DBT and new data model in Snowplow

I have been using DBT tools for a long time in the same stack with Snowplow. Luckily DBT team had adopted snowplow data model in the DBT plugin: GitHub - fishtown-analytics/snowplow: Data models for snowplow analytics.

However, it is not developed further. I have faced with new snowplow data model in Snowflake loader and have adopted a little bit the DBT pluging. I was looking to add my adoption into plugin repo (Support new snowplow data model · Issue #102 · fishtown-analytics/snowplow · GitHub), but it was not agreed by DBT team.

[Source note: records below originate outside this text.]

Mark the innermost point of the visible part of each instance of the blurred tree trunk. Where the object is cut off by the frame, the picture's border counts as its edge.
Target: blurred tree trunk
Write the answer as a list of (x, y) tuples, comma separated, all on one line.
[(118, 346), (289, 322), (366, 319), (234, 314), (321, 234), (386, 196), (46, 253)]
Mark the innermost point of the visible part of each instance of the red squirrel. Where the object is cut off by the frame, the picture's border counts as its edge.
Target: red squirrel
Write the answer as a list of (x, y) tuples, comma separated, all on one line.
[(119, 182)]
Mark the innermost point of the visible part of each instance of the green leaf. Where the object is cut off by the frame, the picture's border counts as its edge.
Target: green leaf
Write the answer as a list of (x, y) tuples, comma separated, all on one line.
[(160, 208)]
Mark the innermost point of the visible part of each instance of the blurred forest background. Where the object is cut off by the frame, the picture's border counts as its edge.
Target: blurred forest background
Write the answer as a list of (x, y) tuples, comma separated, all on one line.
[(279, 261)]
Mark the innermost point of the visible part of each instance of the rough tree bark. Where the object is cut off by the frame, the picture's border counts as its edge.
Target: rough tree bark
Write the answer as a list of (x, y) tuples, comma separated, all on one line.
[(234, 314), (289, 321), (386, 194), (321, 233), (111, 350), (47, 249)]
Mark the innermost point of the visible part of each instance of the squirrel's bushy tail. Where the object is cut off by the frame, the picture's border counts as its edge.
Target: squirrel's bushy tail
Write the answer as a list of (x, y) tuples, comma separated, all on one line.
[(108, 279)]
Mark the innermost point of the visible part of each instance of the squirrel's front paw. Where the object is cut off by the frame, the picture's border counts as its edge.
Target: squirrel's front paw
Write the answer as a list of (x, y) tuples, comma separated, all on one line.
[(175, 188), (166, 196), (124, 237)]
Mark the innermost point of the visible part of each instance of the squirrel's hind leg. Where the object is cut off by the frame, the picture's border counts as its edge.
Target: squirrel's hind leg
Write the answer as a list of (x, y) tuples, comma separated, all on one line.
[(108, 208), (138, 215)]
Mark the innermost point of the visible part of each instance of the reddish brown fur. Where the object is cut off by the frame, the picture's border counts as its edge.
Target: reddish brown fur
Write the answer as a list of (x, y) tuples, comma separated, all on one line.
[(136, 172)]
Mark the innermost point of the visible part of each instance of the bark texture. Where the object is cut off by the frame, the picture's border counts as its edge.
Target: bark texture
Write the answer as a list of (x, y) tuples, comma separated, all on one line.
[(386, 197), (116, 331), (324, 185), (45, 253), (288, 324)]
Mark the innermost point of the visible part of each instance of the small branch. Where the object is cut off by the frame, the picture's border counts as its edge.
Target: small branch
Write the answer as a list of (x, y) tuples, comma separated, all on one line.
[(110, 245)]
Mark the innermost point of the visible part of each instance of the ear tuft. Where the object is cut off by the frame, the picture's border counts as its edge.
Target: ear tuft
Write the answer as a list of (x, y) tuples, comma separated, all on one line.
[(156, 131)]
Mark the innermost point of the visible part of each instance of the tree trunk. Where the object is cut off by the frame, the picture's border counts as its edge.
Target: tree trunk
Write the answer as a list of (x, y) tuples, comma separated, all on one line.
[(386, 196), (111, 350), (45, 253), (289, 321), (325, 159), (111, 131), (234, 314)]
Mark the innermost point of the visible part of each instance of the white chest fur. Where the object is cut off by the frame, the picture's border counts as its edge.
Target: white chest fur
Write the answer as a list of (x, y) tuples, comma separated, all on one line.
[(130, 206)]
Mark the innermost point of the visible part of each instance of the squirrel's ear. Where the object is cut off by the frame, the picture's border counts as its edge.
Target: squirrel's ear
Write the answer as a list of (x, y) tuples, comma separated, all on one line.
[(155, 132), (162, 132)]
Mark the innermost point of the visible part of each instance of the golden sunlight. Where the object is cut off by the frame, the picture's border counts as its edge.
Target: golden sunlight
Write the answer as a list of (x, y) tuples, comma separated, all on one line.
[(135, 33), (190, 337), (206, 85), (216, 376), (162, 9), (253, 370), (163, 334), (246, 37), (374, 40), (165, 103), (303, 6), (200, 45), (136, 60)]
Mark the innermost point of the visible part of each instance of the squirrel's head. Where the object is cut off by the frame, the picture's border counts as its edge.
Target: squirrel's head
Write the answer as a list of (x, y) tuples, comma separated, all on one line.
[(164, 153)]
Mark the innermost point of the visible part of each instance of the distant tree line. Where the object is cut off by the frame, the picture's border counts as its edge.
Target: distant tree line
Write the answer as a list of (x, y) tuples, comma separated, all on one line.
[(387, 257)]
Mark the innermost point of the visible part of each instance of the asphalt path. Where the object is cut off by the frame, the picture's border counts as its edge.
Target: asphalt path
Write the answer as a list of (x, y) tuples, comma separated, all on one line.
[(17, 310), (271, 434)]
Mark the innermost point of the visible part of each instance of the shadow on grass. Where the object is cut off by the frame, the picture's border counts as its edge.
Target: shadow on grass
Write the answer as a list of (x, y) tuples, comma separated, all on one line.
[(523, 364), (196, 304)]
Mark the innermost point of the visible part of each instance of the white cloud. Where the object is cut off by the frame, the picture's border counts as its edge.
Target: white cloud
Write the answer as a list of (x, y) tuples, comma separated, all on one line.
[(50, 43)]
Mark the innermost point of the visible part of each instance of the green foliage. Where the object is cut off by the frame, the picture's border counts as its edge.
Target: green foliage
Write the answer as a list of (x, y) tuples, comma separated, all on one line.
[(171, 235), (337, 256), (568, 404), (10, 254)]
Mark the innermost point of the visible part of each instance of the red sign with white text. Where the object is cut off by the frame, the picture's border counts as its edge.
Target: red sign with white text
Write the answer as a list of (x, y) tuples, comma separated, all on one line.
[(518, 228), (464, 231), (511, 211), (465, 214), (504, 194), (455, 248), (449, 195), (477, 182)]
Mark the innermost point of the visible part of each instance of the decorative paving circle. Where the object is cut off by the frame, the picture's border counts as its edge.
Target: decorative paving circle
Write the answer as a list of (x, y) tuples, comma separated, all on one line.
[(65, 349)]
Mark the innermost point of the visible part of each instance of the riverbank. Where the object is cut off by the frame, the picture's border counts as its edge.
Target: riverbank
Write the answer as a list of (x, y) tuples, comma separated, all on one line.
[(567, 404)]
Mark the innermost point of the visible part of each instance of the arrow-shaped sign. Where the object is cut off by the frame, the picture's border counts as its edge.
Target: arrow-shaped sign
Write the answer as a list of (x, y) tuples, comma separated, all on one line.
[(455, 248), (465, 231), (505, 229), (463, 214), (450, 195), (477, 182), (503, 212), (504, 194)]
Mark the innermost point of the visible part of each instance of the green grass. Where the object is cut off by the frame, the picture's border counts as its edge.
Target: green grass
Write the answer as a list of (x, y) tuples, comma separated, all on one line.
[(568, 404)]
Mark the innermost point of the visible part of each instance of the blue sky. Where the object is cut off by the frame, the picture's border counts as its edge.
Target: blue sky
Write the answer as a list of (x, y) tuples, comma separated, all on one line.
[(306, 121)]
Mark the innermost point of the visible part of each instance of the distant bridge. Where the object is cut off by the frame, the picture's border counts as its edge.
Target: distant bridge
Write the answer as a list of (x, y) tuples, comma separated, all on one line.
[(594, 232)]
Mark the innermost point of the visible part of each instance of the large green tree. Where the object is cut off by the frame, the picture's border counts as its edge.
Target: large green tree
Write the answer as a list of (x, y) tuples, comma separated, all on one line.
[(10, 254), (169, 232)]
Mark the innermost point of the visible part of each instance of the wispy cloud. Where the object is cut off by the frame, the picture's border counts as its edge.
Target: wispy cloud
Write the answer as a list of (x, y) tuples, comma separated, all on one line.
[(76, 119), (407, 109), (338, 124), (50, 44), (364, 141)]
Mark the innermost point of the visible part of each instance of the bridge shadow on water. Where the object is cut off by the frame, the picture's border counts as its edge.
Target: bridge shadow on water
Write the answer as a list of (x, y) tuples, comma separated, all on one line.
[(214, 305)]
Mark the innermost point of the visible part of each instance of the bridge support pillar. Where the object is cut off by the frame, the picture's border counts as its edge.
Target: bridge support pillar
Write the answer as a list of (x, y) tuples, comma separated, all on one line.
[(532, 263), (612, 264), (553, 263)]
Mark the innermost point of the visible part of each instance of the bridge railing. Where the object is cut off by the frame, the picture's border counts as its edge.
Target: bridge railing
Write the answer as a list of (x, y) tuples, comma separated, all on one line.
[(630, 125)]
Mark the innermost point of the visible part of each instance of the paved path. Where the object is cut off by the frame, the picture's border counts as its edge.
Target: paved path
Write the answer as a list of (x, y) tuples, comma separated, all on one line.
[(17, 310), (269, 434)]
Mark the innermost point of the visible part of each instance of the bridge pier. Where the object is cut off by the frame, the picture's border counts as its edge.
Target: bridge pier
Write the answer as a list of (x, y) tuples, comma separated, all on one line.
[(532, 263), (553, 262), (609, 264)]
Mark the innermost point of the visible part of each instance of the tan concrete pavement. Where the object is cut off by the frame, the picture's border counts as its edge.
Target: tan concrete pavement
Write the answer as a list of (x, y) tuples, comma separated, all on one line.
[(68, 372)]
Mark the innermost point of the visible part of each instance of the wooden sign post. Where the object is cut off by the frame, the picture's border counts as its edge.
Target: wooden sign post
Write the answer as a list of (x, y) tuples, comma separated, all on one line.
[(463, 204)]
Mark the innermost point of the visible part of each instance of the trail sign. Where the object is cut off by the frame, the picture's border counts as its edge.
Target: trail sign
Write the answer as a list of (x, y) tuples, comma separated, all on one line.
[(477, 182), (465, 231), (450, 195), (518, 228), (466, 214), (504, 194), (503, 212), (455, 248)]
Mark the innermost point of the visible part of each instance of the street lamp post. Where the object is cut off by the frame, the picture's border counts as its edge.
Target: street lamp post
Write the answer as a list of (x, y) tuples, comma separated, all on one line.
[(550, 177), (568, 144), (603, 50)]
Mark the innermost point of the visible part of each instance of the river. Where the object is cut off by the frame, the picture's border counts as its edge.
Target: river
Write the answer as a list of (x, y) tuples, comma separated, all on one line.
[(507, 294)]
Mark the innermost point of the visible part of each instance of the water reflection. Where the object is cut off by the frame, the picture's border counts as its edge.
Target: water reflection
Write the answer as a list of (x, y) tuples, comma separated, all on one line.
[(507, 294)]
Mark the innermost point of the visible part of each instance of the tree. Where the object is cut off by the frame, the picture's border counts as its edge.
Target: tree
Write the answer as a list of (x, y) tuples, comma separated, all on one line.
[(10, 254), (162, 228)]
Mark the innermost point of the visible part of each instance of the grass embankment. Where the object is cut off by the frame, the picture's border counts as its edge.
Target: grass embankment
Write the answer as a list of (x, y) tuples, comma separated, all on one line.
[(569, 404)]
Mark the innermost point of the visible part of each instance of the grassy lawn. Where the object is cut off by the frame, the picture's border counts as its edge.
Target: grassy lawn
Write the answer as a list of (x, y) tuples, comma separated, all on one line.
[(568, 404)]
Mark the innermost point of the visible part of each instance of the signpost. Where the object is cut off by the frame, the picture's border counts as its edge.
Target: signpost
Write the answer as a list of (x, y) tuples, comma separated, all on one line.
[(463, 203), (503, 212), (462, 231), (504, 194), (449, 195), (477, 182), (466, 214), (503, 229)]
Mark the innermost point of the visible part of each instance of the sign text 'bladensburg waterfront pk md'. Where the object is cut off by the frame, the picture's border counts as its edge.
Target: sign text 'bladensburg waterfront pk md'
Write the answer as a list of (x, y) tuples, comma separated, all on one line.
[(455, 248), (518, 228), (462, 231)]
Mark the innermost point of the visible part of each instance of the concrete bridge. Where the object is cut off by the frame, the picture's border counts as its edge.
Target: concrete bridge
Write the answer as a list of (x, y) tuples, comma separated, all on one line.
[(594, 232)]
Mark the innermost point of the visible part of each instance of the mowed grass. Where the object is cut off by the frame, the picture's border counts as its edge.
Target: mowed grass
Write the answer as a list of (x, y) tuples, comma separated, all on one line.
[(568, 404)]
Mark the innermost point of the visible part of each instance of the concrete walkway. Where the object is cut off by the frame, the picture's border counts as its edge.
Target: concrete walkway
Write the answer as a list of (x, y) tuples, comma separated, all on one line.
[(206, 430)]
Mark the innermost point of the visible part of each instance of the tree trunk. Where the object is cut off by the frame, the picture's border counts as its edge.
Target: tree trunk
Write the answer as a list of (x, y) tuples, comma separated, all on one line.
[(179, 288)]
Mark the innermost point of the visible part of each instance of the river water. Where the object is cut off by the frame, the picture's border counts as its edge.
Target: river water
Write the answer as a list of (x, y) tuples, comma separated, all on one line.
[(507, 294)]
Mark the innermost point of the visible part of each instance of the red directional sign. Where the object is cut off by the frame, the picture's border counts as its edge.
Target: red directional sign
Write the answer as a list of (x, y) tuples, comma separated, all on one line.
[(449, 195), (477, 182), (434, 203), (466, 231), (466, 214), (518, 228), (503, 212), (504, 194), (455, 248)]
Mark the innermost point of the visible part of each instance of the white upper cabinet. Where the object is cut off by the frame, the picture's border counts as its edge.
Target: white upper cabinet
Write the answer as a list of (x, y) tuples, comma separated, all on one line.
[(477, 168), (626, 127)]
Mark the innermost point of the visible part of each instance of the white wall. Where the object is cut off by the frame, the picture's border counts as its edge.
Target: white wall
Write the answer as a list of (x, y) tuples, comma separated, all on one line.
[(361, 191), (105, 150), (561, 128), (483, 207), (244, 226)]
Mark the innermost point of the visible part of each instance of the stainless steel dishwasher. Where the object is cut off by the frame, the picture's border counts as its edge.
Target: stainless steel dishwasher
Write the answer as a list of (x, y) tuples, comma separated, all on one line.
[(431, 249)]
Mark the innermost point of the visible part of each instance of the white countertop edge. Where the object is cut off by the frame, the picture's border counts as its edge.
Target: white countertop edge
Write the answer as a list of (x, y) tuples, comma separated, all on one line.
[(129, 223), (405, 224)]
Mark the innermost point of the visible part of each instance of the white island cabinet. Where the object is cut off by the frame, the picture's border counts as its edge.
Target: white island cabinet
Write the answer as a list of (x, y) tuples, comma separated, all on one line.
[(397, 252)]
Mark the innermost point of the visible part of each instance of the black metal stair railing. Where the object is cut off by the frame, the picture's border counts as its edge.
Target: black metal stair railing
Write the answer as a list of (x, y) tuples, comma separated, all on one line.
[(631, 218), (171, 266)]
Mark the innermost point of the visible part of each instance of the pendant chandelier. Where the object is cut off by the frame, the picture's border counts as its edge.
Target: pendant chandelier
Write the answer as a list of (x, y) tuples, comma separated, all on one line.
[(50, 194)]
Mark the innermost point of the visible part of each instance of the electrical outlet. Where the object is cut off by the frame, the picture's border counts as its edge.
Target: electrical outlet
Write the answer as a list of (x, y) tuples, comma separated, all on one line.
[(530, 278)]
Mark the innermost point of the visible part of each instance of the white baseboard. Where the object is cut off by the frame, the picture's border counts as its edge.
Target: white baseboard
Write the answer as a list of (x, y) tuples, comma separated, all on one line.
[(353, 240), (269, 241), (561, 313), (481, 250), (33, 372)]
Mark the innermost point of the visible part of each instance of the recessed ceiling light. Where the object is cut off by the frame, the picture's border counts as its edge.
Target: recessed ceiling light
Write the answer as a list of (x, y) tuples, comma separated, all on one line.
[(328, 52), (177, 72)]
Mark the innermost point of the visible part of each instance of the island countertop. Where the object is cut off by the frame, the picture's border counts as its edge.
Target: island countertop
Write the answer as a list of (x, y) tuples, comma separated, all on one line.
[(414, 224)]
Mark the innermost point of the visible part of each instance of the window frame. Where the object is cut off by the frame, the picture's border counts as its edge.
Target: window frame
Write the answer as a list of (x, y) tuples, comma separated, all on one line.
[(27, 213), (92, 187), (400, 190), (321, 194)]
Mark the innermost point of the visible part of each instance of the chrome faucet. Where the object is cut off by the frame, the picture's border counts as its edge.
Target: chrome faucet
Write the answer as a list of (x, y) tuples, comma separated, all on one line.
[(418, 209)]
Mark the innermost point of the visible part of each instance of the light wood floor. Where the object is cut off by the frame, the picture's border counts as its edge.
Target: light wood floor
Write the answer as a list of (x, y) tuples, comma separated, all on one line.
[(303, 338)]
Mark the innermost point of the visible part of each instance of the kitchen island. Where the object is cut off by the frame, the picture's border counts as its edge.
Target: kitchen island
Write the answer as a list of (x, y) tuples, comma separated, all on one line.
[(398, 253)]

They notify me Snowplow dev team are going to release their own DBT plugin supporting new data model. So does anyone has information about Snowplow plugin and the data it will be released? Current version of snowplow plugin is outdated and it does not allow to update DBT core module and other plugins. I have found GitHub - snowplow/data-models: Snowplow offically-supported SQL data models for working with Snowplow web and mobile behavioral data. Supports Redshift, Snowflake and BigQuery. it has some kind of bash-sql scripts and manual amendments, but it is quite ugly to use.

The Fishtown models are quite out of date so I’d leave them for the moment.

re: current data models - there are SQL Runner models available which you can use if you run SQL runner but these won’t work out of the box with dbt. I know that dbt models are currently in development (as of a few days ago). I don’t know the release date for these but I suspect it’ll be within the next quarter or so.

Just to provide a bit more detail on the new dbt Snowplow web package:

  • The beta version should be released within the next couple of weeks.
  • This beta version will initially only support Redshift.
  • BigQuery and Snowflake adapter support will follow over the next couple of months.
    • The package will support the parsing of json context and unstructured event fields such as page_view_id from the contexts_com_snowplowanalytics_snowplow_web_page_1 context.
  • The package is fully incremental, making use of a manifest table to understand which events have been processed already.
  • It is designed in a modular fashion, allowing you to easily add your own custom SQL while leveraging the incremental framework provided by the package.
1 Like

Is this a manifest of all events that have been processed or more akin to a time based watermark out of interest?

Good question - the latter. The manifest table contains one row per model/node from the Snowplow Web dbt package. Every time the package is run we update the manifest with the max collector_tstamp that the given model has consumed. We can then use this information from the manifest to determine the lower and upper timestamp limits of events to process during the next run of the package. This approach helps keep all incremental models within the package in sync, as well as reduce the need to query potentially large tables such as page views to determine the last event processed.

@mike @Will Looks like new model development will be available not so soon. I going to use sql-runner with sql scripts meanwhile.

What I see: old data model and new one approach has different number of tables. Similar table has difference in columns count and naming. Is there any approach how could I transfer old data created over old data model into the new one? Migration is quite critical to avoid losing old collected data.